# Zeiss Riflescope



## Red-Dot (Aug 1, 2012)

I am interested in getting a new Zeiss scope for my elk hunting expedition next fall.  Has anyone on here had any experience with the Zeiss Rapid- Z reticule system? Looks like a interesting concept.


http://www.zeiss.com/C12568CF00206298/ContainerTitel/RapidZ/$File/index.html


----------



## x SF med (Aug 1, 2012)

That's a heavy center crosshair...  at 300m it looks to be an easy moa cover....    odd for a Zeiss to have that much target loss.

Not liking so much, sorry.


----------



## Etype (Aug 1, 2012)

Most ballistic reticles... don't work.  They would only work for one caliber under one set of atmospheric conditions, yet they are usually one size fits all.  The same with windage holds, it's vastly different from one round to another.  Granted, they are usually close enough for _hits.  _

Example- for both 5.56 and 7.62, you could hold .5 mils for 200 m, 1.5 for 300, 2.75 for 400, 4.25 for 500...

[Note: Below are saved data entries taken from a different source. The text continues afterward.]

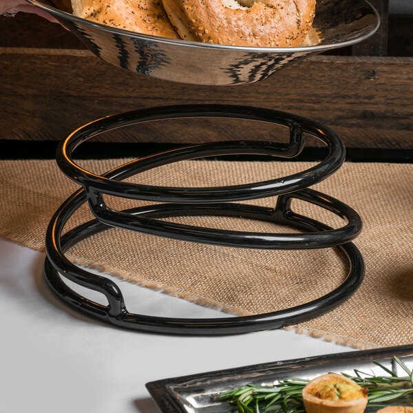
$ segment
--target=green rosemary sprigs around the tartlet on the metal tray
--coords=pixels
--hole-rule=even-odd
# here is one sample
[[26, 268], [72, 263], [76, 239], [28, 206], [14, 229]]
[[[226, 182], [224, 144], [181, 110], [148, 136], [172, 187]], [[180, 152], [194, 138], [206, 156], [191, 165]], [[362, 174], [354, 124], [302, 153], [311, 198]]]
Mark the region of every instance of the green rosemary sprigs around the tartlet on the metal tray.
[[[407, 373], [398, 377], [378, 361], [373, 361], [390, 376], [376, 376], [354, 369], [354, 376], [343, 374], [363, 388], [368, 388], [368, 406], [379, 406], [395, 399], [413, 394], [413, 370], [394, 357], [394, 361]], [[242, 388], [219, 394], [216, 399], [236, 405], [239, 413], [305, 413], [301, 397], [302, 390], [308, 383], [306, 379], [284, 379], [276, 385], [248, 384]]]

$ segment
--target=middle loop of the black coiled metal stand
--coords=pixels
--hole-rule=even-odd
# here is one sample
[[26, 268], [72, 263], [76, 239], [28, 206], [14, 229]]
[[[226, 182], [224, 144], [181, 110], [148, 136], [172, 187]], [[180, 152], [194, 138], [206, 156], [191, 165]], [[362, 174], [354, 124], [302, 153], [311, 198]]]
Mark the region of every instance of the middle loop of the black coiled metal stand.
[[[302, 189], [293, 194], [281, 195], [275, 209], [265, 209], [266, 220], [297, 224], [299, 222], [297, 217], [300, 215], [295, 214], [289, 208], [290, 200], [297, 198], [336, 213], [344, 218], [348, 224], [339, 229], [330, 228], [303, 234], [229, 231], [147, 218], [147, 211], [150, 211], [153, 207], [149, 207], [147, 210], [142, 209], [142, 213], [136, 215], [124, 211], [115, 211], [105, 205], [100, 194], [95, 193], [95, 195], [94, 197], [89, 194], [89, 207], [100, 222], [116, 228], [200, 244], [262, 249], [328, 248], [350, 242], [359, 235], [362, 226], [361, 218], [354, 209], [335, 198], [311, 189]], [[167, 204], [164, 208], [167, 211], [176, 211], [179, 208], [176, 205], [182, 207], [182, 213], [185, 211], [185, 215], [209, 215], [215, 214], [216, 211], [224, 214], [225, 212], [236, 211], [237, 216], [252, 218], [245, 213], [248, 206], [243, 204], [236, 204], [236, 209], [232, 203], [191, 204], [190, 208], [188, 204]], [[301, 222], [301, 227], [307, 229], [308, 226], [305, 223], [306, 221]]]

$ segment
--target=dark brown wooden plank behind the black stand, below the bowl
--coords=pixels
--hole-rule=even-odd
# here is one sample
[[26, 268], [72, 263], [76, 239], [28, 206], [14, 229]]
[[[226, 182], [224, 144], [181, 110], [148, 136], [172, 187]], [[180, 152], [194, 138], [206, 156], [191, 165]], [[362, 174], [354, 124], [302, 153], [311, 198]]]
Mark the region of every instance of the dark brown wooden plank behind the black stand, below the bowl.
[[[413, 148], [413, 58], [314, 56], [261, 83], [180, 85], [140, 76], [86, 51], [0, 48], [0, 138], [60, 140], [96, 118], [159, 105], [254, 105], [312, 118], [348, 147]], [[282, 138], [286, 131], [282, 130]], [[279, 128], [174, 120], [103, 137], [140, 142], [279, 139]], [[315, 140], [312, 146], [317, 146]]]

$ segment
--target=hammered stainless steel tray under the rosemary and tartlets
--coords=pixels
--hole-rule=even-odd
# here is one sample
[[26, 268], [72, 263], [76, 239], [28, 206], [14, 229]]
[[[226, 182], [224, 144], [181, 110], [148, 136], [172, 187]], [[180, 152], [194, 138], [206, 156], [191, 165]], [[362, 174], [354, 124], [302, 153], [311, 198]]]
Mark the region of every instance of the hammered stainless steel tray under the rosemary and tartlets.
[[[186, 377], [151, 381], [146, 386], [160, 410], [165, 413], [229, 413], [233, 412], [231, 405], [215, 401], [215, 396], [226, 390], [239, 388], [248, 383], [272, 385], [287, 377], [313, 379], [328, 372], [354, 374], [354, 368], [363, 372], [373, 371], [379, 375], [388, 375], [372, 361], [379, 361], [396, 374], [405, 375], [405, 372], [392, 362], [393, 356], [400, 357], [407, 367], [413, 368], [413, 346], [400, 346], [276, 361], [193, 374]], [[401, 402], [394, 401], [392, 404], [401, 405]], [[403, 405], [413, 405], [413, 397], [404, 399]], [[377, 412], [378, 408], [369, 407], [366, 413]]]

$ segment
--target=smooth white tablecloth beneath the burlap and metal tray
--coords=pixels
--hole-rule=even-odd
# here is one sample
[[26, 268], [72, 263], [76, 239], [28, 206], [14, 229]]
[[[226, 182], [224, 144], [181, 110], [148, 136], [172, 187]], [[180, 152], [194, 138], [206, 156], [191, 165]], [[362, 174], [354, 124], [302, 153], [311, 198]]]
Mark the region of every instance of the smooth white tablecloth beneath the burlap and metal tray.
[[[0, 239], [0, 412], [159, 413], [148, 381], [351, 350], [284, 330], [175, 337], [105, 326], [52, 295], [43, 257]], [[120, 286], [136, 313], [222, 317], [162, 293]]]

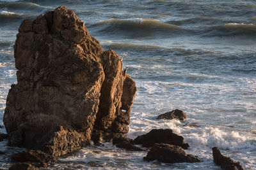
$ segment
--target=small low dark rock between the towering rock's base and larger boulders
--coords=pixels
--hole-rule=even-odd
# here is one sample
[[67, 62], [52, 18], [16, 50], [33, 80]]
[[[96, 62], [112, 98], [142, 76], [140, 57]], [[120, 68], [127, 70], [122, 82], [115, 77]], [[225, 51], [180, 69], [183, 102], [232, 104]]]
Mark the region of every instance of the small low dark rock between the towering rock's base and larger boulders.
[[134, 146], [130, 138], [114, 138], [113, 145], [116, 145], [117, 148], [124, 148], [125, 150], [143, 151], [141, 148]]

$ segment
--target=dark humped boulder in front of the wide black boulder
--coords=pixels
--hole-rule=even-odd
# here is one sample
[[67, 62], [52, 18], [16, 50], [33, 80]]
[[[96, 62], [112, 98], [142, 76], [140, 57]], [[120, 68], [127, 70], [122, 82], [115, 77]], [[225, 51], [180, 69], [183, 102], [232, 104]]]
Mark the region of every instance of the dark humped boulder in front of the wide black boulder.
[[180, 146], [156, 143], [150, 148], [144, 160], [158, 160], [164, 163], [201, 162], [200, 157], [186, 154]]

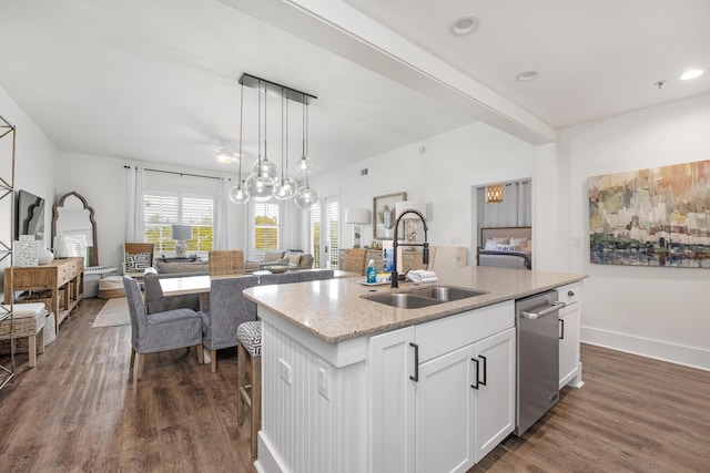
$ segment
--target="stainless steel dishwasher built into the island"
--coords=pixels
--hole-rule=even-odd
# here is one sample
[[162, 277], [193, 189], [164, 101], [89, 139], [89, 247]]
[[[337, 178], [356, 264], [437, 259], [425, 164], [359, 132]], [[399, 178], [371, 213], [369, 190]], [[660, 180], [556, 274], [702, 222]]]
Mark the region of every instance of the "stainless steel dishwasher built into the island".
[[523, 435], [559, 399], [557, 291], [516, 301], [518, 345], [516, 435]]

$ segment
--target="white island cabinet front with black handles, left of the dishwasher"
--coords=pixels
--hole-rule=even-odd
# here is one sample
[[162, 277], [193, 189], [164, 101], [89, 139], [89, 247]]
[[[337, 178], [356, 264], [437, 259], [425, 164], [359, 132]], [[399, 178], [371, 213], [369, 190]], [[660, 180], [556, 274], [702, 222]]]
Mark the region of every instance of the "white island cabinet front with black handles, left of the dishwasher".
[[508, 301], [371, 338], [371, 471], [465, 472], [513, 432], [514, 322]]

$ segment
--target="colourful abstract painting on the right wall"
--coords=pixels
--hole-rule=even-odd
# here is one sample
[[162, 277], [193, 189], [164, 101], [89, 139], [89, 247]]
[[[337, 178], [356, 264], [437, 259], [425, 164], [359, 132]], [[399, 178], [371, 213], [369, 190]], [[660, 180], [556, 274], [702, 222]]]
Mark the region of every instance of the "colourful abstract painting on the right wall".
[[588, 184], [591, 263], [710, 268], [710, 161]]

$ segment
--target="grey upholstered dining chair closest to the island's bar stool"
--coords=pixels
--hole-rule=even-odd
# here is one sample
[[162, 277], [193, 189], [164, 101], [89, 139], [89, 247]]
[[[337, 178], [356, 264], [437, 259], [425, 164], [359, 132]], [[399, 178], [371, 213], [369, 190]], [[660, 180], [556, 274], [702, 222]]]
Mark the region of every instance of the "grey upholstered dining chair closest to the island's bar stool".
[[202, 345], [210, 350], [212, 372], [217, 368], [216, 350], [236, 347], [236, 329], [242, 322], [256, 320], [256, 304], [242, 295], [258, 285], [256, 276], [213, 279], [210, 284], [210, 311], [202, 316]]

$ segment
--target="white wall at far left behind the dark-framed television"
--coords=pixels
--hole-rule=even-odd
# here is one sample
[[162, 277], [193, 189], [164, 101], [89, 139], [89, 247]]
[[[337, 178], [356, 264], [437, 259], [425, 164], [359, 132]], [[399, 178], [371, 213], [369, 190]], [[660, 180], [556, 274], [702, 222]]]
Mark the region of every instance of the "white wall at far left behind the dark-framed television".
[[[34, 124], [32, 119], [10, 97], [4, 89], [0, 86], [0, 115], [16, 126], [16, 169], [14, 188], [24, 189], [44, 198], [44, 235], [43, 247], [50, 247], [51, 216], [54, 196], [54, 158], [57, 148]], [[10, 136], [2, 138], [3, 146], [0, 147], [0, 176], [10, 179], [11, 155], [9, 143], [6, 141]], [[3, 199], [4, 200], [4, 199]], [[6, 200], [7, 202], [7, 200]], [[10, 235], [10, 205], [0, 205], [0, 228], [3, 240], [9, 241]], [[0, 261], [0, 268], [6, 268], [9, 260]], [[2, 274], [0, 273], [0, 280]]]

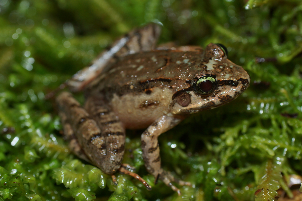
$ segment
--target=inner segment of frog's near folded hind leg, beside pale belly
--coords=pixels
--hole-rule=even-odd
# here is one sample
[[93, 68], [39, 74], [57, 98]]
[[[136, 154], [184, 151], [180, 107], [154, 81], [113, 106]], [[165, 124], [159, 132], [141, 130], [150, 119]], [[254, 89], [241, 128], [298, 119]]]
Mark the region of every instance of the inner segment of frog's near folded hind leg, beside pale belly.
[[[101, 169], [112, 169], [116, 171], [120, 168], [125, 150], [125, 129], [119, 121], [118, 116], [111, 111], [111, 108], [102, 96], [89, 96], [84, 108], [95, 120], [101, 130], [101, 137], [104, 140], [103, 148], [106, 155], [95, 159], [101, 164]], [[99, 140], [92, 140], [97, 143]]]

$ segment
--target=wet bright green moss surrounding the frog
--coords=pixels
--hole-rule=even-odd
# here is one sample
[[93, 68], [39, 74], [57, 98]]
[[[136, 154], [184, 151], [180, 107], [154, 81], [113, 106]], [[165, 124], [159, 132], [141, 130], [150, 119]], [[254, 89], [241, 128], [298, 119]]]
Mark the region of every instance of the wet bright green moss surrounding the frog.
[[[119, 36], [161, 22], [159, 43], [222, 43], [251, 85], [159, 137], [162, 165], [193, 187], [154, 185], [140, 133], [124, 162], [152, 185], [118, 185], [70, 153], [45, 95]], [[0, 0], [1, 200], [275, 200], [301, 175], [302, 2], [299, 0]], [[82, 94], [75, 94], [83, 102]], [[279, 195], [277, 190], [280, 188]]]

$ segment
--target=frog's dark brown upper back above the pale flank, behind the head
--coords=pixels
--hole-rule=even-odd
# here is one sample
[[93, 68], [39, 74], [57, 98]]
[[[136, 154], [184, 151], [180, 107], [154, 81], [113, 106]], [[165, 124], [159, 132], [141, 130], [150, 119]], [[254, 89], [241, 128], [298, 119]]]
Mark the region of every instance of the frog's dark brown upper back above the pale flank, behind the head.
[[[172, 57], [170, 55], [171, 53], [173, 54]], [[183, 63], [183, 60], [186, 59], [182, 57], [184, 55], [190, 59], [189, 62], [192, 61], [191, 64]], [[153, 61], [154, 58], [156, 58], [157, 61]], [[169, 63], [167, 64], [168, 58]], [[137, 62], [138, 60], [140, 60], [140, 62]], [[176, 61], [180, 61], [180, 64], [177, 64]], [[156, 66], [156, 62], [162, 66]], [[136, 67], [132, 68], [131, 65], [136, 65]], [[143, 65], [144, 68], [137, 71], [137, 68], [141, 65]], [[160, 50], [127, 55], [107, 70], [107, 72], [109, 72], [114, 68], [119, 68], [117, 71], [106, 75], [101, 81], [90, 86], [88, 90], [91, 90], [91, 93], [117, 93], [121, 96], [127, 93], [140, 93], [143, 91], [150, 94], [152, 93], [152, 90], [150, 90], [152, 87], [160, 85], [167, 85], [169, 88], [172, 88], [171, 85], [177, 84], [178, 86], [183, 85], [183, 88], [188, 88], [190, 86], [189, 83], [186, 83], [189, 74], [187, 71], [188, 67], [192, 68], [191, 70], [193, 71], [206, 68], [202, 65], [202, 55], [200, 52]], [[120, 74], [121, 71], [124, 71], [124, 77]], [[182, 75], [180, 75], [180, 71], [182, 71]], [[133, 75], [133, 77], [131, 77], [131, 75]], [[135, 77], [135, 75], [137, 77]], [[131, 85], [134, 86], [133, 89], [130, 89]], [[179, 89], [175, 87], [171, 90], [176, 92]]]

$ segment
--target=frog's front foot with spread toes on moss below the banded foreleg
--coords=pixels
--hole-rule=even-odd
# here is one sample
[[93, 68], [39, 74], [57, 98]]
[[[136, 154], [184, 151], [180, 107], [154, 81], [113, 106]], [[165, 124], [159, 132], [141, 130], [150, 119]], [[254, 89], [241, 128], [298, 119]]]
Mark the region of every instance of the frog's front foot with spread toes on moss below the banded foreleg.
[[172, 190], [176, 191], [178, 195], [180, 195], [180, 190], [172, 184], [172, 182], [175, 182], [181, 186], [191, 186], [190, 182], [182, 181], [179, 179], [176, 179], [169, 171], [162, 171], [162, 173], [158, 174], [155, 183], [157, 183], [158, 179], [162, 180], [167, 186], [171, 187]]

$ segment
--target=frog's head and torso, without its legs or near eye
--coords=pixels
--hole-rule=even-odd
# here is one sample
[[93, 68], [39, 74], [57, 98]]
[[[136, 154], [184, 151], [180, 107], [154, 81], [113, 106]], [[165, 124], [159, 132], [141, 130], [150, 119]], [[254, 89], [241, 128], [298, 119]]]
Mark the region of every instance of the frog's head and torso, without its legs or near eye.
[[[210, 93], [195, 90], [212, 77]], [[215, 108], [249, 86], [249, 75], [228, 60], [216, 44], [199, 51], [155, 50], [119, 58], [86, 88], [88, 96], [107, 99], [126, 128], [140, 129], [162, 115], [184, 115]]]

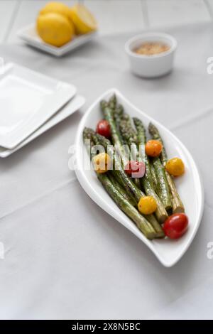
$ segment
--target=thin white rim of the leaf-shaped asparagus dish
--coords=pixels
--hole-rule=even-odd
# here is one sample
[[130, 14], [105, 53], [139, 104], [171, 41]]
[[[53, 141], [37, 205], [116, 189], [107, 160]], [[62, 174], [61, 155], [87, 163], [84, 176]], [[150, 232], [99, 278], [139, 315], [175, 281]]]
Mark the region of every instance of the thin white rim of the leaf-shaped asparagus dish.
[[[169, 260], [169, 261], [166, 260], [165, 258], [161, 257], [159, 252], [157, 251], [157, 249], [155, 249], [153, 241], [150, 241], [150, 240], [146, 239], [146, 237], [137, 229], [137, 227], [136, 228], [134, 227], [135, 225], [132, 224], [131, 227], [129, 226], [129, 222], [131, 220], [129, 220], [129, 217], [127, 217], [124, 214], [124, 212], [121, 212], [121, 210], [119, 210], [118, 208], [116, 208], [116, 209], [111, 208], [110, 201], [108, 203], [108, 201], [102, 199], [101, 195], [97, 192], [97, 190], [92, 187], [91, 183], [89, 183], [89, 180], [88, 180], [88, 178], [87, 178], [87, 176], [84, 172], [84, 168], [82, 166], [83, 159], [82, 159], [82, 156], [81, 156], [81, 154], [82, 154], [81, 150], [77, 150], [77, 155], [76, 155], [77, 168], [75, 170], [75, 173], [76, 173], [77, 179], [80, 182], [80, 184], [82, 185], [82, 188], [84, 188], [86, 193], [89, 195], [89, 197], [92, 198], [92, 200], [94, 200], [94, 202], [97, 203], [97, 205], [99, 205], [103, 210], [108, 212], [109, 215], [111, 215], [116, 220], [118, 220], [122, 225], [124, 225], [125, 227], [128, 226], [127, 228], [129, 230], [131, 230], [131, 232], [133, 232], [133, 234], [136, 235], [139, 239], [141, 239], [148, 246], [149, 249], [151, 249], [151, 251], [155, 254], [155, 256], [158, 258], [160, 263], [163, 264], [163, 266], [166, 266], [166, 267], [174, 266], [181, 259], [183, 254], [185, 254], [188, 247], [190, 247], [190, 244], [192, 243], [192, 240], [194, 239], [194, 237], [197, 233], [198, 227], [200, 226], [200, 221], [201, 221], [201, 218], [202, 218], [202, 212], [203, 212], [203, 208], [204, 208], [204, 190], [203, 190], [203, 185], [202, 185], [202, 181], [201, 181], [201, 178], [200, 178], [200, 173], [197, 169], [195, 161], [193, 160], [190, 152], [186, 149], [186, 147], [182, 144], [182, 142], [174, 134], [172, 134], [168, 129], [166, 129], [165, 126], [163, 126], [159, 122], [156, 122], [154, 119], [149, 117], [145, 112], [141, 112], [140, 109], [133, 106], [133, 104], [131, 104], [131, 102], [129, 102], [129, 100], [127, 100], [121, 94], [121, 92], [119, 92], [119, 90], [117, 90], [116, 88], [111, 88], [110, 90], [107, 90], [107, 92], [104, 92], [104, 94], [101, 97], [99, 97], [92, 104], [92, 106], [89, 107], [87, 112], [84, 114], [84, 117], [82, 117], [80, 125], [77, 129], [77, 135], [76, 135], [76, 141], [75, 141], [76, 147], [82, 146], [82, 131], [84, 129], [84, 126], [87, 126], [87, 118], [88, 118], [89, 114], [92, 112], [94, 107], [96, 107], [97, 104], [99, 104], [99, 102], [102, 99], [104, 99], [104, 98], [106, 98], [109, 95], [112, 95], [114, 93], [120, 99], [123, 99], [126, 102], [126, 104], [129, 104], [129, 106], [131, 108], [135, 109], [136, 112], [140, 112], [141, 117], [143, 117], [143, 116], [146, 117], [151, 122], [154, 122], [154, 124], [156, 126], [160, 126], [161, 129], [163, 129], [164, 131], [167, 131], [168, 134], [170, 136], [172, 136], [173, 139], [175, 139], [175, 141], [181, 147], [182, 151], [184, 151], [187, 158], [190, 159], [190, 163], [192, 164], [192, 167], [193, 167], [193, 172], [196, 174], [197, 183], [199, 185], [198, 188], [200, 189], [200, 208], [199, 208], [199, 213], [198, 213], [198, 216], [197, 216], [197, 222], [195, 223], [195, 227], [194, 227], [192, 233], [190, 234], [189, 239], [187, 240], [187, 244], [185, 245], [185, 247], [182, 247], [182, 252], [180, 252], [177, 257], [175, 257], [175, 258], [173, 258], [172, 260]], [[111, 200], [111, 198], [109, 198], [109, 199]]]

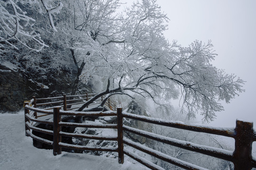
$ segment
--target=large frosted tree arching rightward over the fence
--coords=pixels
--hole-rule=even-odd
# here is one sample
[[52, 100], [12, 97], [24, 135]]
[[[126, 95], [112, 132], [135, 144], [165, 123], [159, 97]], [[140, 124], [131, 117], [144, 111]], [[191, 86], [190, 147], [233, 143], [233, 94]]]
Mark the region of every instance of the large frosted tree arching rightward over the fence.
[[108, 97], [131, 96], [129, 91], [150, 96], [157, 103], [177, 99], [181, 93], [183, 108], [188, 109], [189, 116], [201, 111], [208, 121], [214, 119], [216, 111], [223, 110], [219, 100], [229, 102], [243, 92], [243, 80], [211, 65], [216, 54], [210, 41], [195, 41], [189, 47], [181, 47], [176, 41], [166, 40], [163, 31], [167, 29], [168, 18], [155, 0], [137, 1], [110, 19], [117, 24], [106, 23], [95, 30], [91, 28], [93, 24], [80, 24], [81, 29], [88, 25], [93, 30], [88, 40], [94, 40], [87, 43], [90, 55], [85, 56], [81, 78], [99, 76], [105, 82], [105, 90], [78, 110], [84, 110], [103, 95], [106, 97], [98, 109]]

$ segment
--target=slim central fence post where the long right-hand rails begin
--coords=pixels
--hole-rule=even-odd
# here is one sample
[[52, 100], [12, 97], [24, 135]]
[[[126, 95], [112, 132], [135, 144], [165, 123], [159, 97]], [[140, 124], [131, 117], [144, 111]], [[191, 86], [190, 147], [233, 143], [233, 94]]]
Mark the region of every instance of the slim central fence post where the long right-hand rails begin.
[[118, 143], [118, 162], [123, 164], [123, 108], [117, 108], [117, 143]]

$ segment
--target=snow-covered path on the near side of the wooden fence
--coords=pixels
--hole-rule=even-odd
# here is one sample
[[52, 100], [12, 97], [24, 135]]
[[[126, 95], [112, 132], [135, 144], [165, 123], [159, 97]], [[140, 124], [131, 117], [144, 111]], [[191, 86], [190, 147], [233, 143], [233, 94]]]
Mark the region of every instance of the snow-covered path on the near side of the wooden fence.
[[25, 136], [24, 114], [0, 114], [0, 170], [145, 170], [128, 161], [35, 148]]

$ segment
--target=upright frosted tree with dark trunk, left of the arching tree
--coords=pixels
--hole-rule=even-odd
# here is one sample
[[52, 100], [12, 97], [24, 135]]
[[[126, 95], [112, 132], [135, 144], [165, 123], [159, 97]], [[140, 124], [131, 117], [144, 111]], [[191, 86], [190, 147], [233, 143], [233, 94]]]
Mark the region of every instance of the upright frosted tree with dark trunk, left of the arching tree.
[[63, 3], [66, 12], [57, 16], [56, 40], [69, 51], [68, 55], [77, 69], [71, 92], [74, 95], [82, 71], [87, 72], [88, 67], [84, 67], [95, 57], [91, 53], [98, 51], [99, 46], [105, 43], [105, 37], [115, 34], [117, 21], [114, 12], [120, 4], [119, 0], [63, 0]]

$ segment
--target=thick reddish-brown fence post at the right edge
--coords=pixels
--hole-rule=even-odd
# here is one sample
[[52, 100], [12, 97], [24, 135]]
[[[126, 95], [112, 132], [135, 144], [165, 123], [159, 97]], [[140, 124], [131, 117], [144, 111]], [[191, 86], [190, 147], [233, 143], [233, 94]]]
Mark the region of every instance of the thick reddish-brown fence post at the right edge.
[[234, 170], [251, 170], [253, 123], [241, 120], [236, 123]]

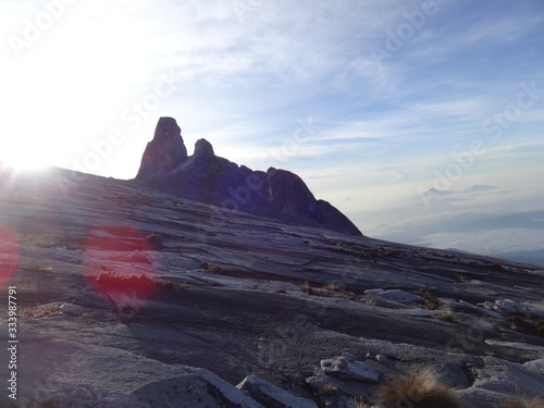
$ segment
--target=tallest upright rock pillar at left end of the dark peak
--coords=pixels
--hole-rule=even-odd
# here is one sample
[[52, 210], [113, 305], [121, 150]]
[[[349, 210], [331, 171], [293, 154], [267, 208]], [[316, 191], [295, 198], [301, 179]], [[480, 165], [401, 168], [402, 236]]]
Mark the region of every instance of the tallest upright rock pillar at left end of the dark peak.
[[153, 139], [147, 144], [136, 178], [165, 174], [187, 159], [182, 129], [175, 119], [161, 118]]

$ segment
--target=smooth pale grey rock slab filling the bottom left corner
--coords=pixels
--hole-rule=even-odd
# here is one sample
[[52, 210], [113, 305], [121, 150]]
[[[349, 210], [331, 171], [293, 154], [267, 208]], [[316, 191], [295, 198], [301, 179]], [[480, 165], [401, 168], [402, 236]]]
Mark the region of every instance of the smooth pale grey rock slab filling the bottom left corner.
[[264, 408], [207, 369], [64, 339], [48, 344], [47, 354], [42, 347], [42, 342], [29, 342], [21, 351], [20, 370], [26, 374], [17, 400], [4, 393], [1, 407]]

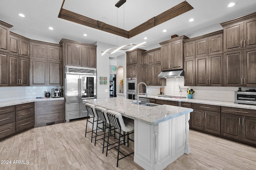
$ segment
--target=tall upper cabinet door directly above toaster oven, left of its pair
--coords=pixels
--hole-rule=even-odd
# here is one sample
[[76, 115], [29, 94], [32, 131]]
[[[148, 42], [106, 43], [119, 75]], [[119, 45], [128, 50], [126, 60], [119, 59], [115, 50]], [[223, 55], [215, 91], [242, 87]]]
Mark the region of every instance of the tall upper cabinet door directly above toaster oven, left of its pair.
[[224, 86], [243, 86], [243, 51], [224, 53]]

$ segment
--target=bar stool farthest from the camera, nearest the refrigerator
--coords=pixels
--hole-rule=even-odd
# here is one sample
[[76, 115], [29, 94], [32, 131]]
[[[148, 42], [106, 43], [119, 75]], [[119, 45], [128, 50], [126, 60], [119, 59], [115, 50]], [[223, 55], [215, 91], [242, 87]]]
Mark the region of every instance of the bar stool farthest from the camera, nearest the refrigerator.
[[[85, 129], [85, 137], [86, 137], [86, 133], [90, 133], [90, 132], [92, 132], [92, 137], [91, 137], [91, 143], [92, 143], [92, 138], [94, 138], [95, 137], [95, 142], [94, 142], [94, 146], [96, 145], [96, 137], [98, 136], [97, 135], [97, 131], [98, 130], [103, 130], [101, 127], [98, 127], [98, 116], [97, 116], [97, 114], [96, 114], [96, 110], [95, 110], [95, 106], [93, 105], [93, 104], [89, 104], [89, 103], [86, 103], [85, 104], [85, 107], [86, 107], [86, 109], [87, 109], [87, 111], [88, 111], [88, 113], [90, 114], [90, 115], [92, 115], [93, 116], [93, 120], [92, 121], [89, 121], [88, 120], [88, 118], [87, 118], [87, 121], [86, 121], [86, 129]], [[95, 120], [96, 119], [96, 120]], [[91, 131], [87, 131], [87, 124], [88, 124], [88, 122], [90, 122], [90, 123], [92, 123], [92, 130]], [[94, 122], [97, 122], [97, 125], [96, 125], [96, 129], [94, 129]], [[103, 123], [103, 122], [101, 122], [101, 123]], [[93, 130], [94, 129], [94, 130]], [[96, 131], [96, 132], [95, 132]], [[95, 136], [93, 136], [93, 134], [95, 134]]]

I would use that to shoot at bad people all day, because I know that puts me within a 40" kill zone vertically.  However, I don't care if I wound someone and he runs away to bleed to death on the other side of the mountain.  The thing with hunting is the kill zone is much smaller, especially vertically, which makes range calls much more important.


----------



## Red-Dot (Aug 2, 2012)

Crosshair thickness is a consideration especially at long ranges. (I usually shoot a Leupold Multi-Plex for deer hunting)..... The tradeoff is in the early morning and twilight time frames, I want a crosshair which I can actually see when light diminishes. Guess I will look around a bit more....


----------